I'm currently learning about Policy Gradient Descent in the context of Reinforcement Learning. TL;DR, my question is: "What are the constraints on the reward function (in theory and practice) and what would be a good reward function for the case below?"
Details:
I want to implement a Neural Net which should learn to play a simple board game using Policy Gradient Descent. I'll omit the details of the NN as they don't matter. The loss function for Policy Gradient Descent, as I understand it is negative log likelihood: loss = - avg(r * log(p))
My question now is how to define the reward r
? Since the game can have 3 different outcomes: win, loss, or draw - it seems rewarding 1 for a win, 0 for a draw, -1 for a loss (and some discounted value of those for action leading to those outcomes) would be a natural choice.
However, mathematically I have doubts:
Win Reward: 1 - This seems to make sense. This should push probabilities towards 1 for moves involved in wins with diminishing gradient the closer the probability gets to 1.

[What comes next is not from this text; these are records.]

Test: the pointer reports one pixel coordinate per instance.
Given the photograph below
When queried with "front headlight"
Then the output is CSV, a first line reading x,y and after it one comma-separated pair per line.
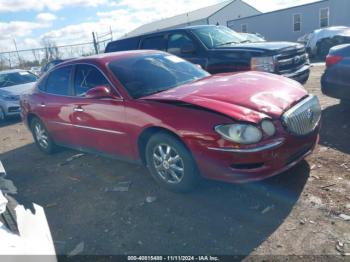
x,y
240,133
265,64
268,127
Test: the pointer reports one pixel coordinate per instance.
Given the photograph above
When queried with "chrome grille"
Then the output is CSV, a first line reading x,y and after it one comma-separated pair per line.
x,y
303,118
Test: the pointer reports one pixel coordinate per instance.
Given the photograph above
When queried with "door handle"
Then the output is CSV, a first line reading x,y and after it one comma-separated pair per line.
x,y
78,109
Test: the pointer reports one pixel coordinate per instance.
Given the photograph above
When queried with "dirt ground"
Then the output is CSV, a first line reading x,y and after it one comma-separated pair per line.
x,y
296,213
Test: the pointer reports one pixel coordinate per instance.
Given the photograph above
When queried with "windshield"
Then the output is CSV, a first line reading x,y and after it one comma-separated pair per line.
x,y
16,78
149,74
252,38
215,36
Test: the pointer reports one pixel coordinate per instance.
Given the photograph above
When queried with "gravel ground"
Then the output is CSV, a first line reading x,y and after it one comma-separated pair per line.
x,y
296,213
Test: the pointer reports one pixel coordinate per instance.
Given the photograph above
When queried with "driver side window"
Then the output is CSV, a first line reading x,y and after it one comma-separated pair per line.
x,y
87,77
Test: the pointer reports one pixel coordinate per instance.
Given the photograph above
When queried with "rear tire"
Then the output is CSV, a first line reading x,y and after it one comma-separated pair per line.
x,y
42,137
171,163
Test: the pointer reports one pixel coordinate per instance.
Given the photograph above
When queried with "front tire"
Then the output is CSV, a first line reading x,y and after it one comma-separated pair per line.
x,y
171,163
42,137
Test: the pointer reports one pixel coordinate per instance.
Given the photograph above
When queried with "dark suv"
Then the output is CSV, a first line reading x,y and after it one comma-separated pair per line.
x,y
219,49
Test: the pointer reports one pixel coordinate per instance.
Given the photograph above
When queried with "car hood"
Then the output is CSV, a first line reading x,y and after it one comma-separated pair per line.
x,y
265,46
249,96
17,90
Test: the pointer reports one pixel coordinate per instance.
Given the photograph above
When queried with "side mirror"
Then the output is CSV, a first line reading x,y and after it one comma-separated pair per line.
x,y
99,92
188,49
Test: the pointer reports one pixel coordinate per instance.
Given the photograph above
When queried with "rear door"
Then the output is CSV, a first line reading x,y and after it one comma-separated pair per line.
x,y
54,104
99,124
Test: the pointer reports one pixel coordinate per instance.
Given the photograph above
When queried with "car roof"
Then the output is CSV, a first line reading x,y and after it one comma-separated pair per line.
x,y
108,57
9,71
167,31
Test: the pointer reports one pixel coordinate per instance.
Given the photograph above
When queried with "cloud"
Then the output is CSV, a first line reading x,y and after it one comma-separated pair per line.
x,y
18,29
46,17
52,5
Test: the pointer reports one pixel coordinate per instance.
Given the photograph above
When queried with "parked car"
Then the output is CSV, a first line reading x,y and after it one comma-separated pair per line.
x,y
13,83
336,79
252,38
320,41
219,49
155,108
36,70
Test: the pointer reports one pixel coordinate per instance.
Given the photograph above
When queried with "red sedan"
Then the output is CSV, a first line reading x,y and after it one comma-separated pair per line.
x,y
154,108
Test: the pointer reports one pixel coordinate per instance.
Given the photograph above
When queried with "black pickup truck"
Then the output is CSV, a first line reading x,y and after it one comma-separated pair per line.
x,y
219,49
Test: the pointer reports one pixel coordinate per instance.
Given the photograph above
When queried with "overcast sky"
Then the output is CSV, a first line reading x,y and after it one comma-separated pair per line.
x,y
72,21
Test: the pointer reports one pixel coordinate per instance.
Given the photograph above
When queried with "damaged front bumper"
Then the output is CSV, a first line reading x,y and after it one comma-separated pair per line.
x,y
21,231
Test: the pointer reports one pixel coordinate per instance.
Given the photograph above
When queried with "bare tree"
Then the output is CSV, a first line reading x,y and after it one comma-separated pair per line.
x,y
50,49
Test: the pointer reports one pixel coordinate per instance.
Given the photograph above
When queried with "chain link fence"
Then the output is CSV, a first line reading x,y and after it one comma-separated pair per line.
x,y
25,59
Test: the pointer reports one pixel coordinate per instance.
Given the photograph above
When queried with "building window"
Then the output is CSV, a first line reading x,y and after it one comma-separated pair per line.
x,y
324,17
297,22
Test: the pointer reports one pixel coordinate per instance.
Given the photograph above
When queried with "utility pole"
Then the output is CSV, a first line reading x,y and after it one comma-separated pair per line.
x,y
110,29
19,59
95,43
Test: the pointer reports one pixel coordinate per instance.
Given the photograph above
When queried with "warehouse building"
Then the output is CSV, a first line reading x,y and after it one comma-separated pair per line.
x,y
217,14
291,23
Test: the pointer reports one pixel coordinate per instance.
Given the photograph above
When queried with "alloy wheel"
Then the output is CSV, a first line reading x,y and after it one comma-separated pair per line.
x,y
168,163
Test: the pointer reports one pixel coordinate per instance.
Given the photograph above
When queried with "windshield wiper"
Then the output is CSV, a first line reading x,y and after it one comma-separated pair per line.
x,y
227,43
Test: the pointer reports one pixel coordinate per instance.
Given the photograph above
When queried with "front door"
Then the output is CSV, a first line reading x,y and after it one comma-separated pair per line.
x,y
98,123
54,104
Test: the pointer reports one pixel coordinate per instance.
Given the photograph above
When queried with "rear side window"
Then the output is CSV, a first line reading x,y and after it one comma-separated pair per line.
x,y
58,81
42,84
155,43
123,45
87,77
177,41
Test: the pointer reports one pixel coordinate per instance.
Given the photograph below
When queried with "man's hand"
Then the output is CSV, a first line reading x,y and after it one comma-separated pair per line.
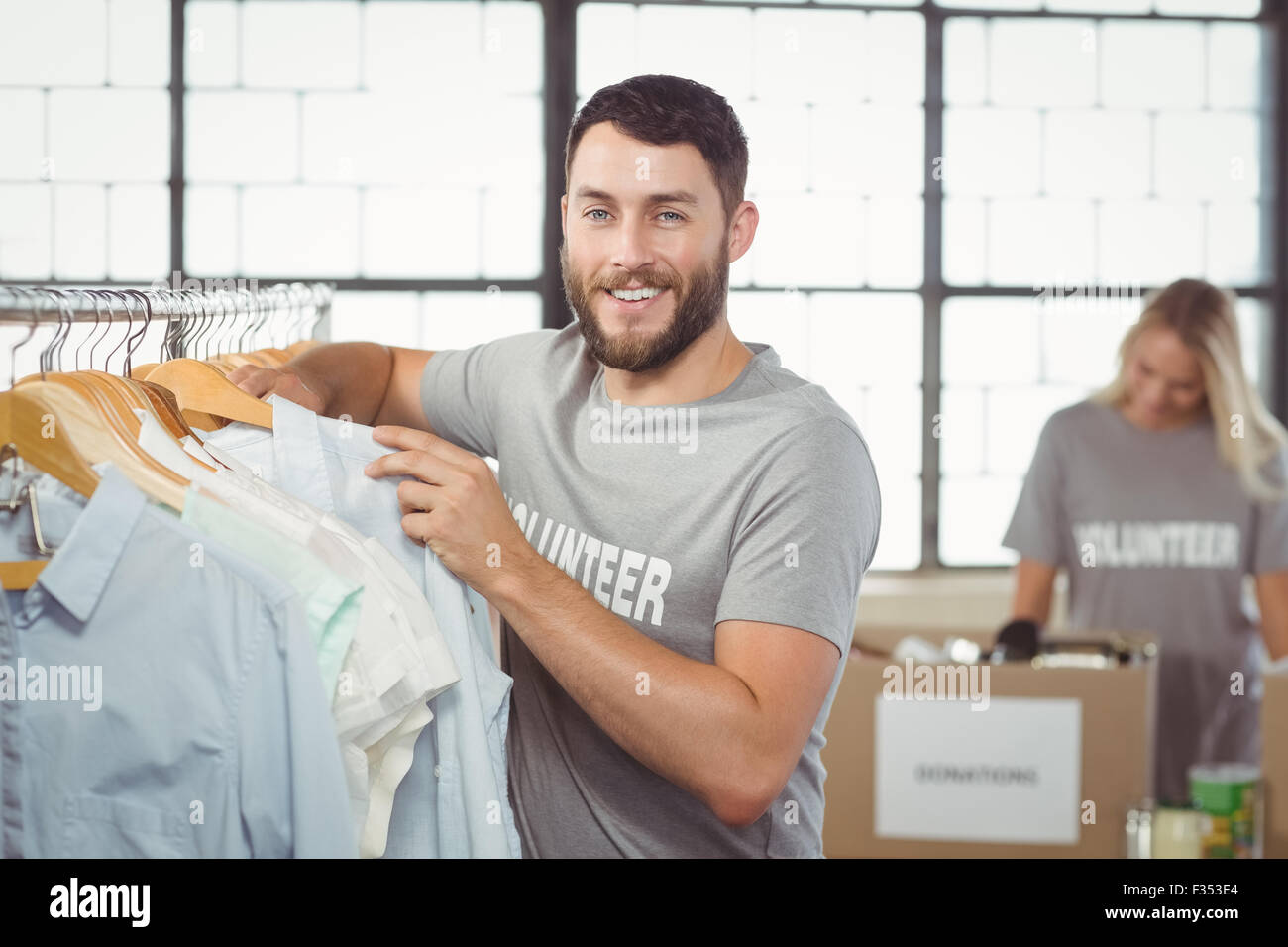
x,y
263,381
455,505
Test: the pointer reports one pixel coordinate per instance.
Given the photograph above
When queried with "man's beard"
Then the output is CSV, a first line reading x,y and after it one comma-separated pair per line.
x,y
697,307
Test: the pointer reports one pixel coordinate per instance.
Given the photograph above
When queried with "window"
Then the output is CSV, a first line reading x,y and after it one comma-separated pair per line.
x,y
1067,157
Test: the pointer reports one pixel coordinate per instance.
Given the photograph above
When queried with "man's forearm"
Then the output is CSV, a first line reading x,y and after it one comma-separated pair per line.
x,y
691,722
351,377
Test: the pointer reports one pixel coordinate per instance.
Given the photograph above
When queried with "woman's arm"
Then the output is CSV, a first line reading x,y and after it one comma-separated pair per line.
x,y
1034,581
1273,600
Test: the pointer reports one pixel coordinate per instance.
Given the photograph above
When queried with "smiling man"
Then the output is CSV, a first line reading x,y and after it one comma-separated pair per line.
x,y
677,595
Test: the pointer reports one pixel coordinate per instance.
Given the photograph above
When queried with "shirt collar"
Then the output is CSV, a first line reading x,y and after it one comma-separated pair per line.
x,y
80,569
297,454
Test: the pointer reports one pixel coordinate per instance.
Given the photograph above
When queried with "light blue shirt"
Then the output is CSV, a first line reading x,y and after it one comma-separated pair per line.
x,y
214,735
454,802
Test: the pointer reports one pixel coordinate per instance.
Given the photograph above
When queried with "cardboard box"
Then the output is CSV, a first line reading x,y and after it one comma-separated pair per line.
x,y
1274,762
932,779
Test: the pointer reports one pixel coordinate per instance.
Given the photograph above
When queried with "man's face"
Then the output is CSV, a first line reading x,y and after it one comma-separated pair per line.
x,y
642,217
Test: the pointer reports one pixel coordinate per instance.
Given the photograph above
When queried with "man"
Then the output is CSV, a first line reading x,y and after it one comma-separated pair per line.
x,y
681,526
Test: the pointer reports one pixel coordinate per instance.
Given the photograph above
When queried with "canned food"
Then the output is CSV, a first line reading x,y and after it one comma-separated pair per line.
x,y
1229,793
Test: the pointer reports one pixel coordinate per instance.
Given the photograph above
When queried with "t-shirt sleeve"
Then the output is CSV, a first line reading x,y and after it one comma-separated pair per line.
x,y
462,390
1037,528
1270,549
805,535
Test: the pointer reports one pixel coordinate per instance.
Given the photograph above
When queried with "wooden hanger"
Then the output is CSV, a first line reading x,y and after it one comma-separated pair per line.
x,y
78,433
54,429
204,393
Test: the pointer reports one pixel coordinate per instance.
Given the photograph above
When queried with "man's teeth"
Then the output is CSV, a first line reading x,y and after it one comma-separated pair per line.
x,y
634,295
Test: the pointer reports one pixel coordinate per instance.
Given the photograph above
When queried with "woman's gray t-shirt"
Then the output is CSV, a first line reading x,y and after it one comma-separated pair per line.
x,y
1157,535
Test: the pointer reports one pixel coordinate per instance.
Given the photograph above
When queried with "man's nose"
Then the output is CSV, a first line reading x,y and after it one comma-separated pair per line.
x,y
632,250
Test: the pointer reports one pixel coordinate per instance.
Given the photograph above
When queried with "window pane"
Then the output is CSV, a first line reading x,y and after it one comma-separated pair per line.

Draw Reward: 0 - This does not seem to make sense. This would just cancel out any probabilities in the equation and no learning should be possible (as the gradient should always be 0).

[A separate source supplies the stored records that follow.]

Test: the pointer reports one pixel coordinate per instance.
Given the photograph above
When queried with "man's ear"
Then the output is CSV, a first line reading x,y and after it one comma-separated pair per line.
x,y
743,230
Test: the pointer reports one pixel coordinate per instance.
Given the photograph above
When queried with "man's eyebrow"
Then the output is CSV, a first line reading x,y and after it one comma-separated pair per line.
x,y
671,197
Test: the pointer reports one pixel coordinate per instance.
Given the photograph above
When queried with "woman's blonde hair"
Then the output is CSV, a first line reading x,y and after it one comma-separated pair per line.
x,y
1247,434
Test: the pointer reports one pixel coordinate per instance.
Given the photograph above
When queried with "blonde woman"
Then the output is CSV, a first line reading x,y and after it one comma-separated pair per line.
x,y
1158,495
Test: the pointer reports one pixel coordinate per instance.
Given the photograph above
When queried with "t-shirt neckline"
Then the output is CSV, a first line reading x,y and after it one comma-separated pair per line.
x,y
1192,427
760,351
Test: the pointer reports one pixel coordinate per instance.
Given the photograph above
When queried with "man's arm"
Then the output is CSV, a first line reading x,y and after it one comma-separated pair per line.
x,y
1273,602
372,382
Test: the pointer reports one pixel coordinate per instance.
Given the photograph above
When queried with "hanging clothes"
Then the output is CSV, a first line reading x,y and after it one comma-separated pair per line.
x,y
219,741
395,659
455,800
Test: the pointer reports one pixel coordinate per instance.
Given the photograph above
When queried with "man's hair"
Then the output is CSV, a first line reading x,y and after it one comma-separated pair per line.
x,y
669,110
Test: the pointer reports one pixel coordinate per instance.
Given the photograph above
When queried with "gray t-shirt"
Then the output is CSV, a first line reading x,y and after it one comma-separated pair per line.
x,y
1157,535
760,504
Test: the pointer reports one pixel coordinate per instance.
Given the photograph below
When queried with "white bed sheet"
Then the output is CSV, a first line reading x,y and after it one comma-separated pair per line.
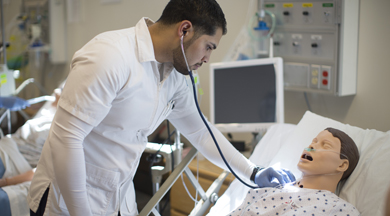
x,y
283,144
21,149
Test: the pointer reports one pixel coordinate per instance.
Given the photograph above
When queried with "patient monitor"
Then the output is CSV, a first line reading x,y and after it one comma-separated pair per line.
x,y
246,96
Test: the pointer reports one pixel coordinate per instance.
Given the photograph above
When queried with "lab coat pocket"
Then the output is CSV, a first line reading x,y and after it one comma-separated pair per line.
x,y
164,114
102,185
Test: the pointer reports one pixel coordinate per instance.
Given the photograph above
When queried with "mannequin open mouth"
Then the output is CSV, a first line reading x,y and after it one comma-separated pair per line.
x,y
307,157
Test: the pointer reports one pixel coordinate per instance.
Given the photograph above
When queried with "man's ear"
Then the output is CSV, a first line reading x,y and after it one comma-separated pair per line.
x,y
184,28
343,165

Loss Reward: -1 - This should kind of work. It should push probabilities towards 0 for moves involved in losses. However, I'm concerned about the asymmetry of the gradient compared to the win case. The closer to 0 the probability gets, the steeper the gradient gets. I'm concerned that this would create an extremely strong bias towards a policy that avoids losses - to the degree where the win signal doesn't matter much at all.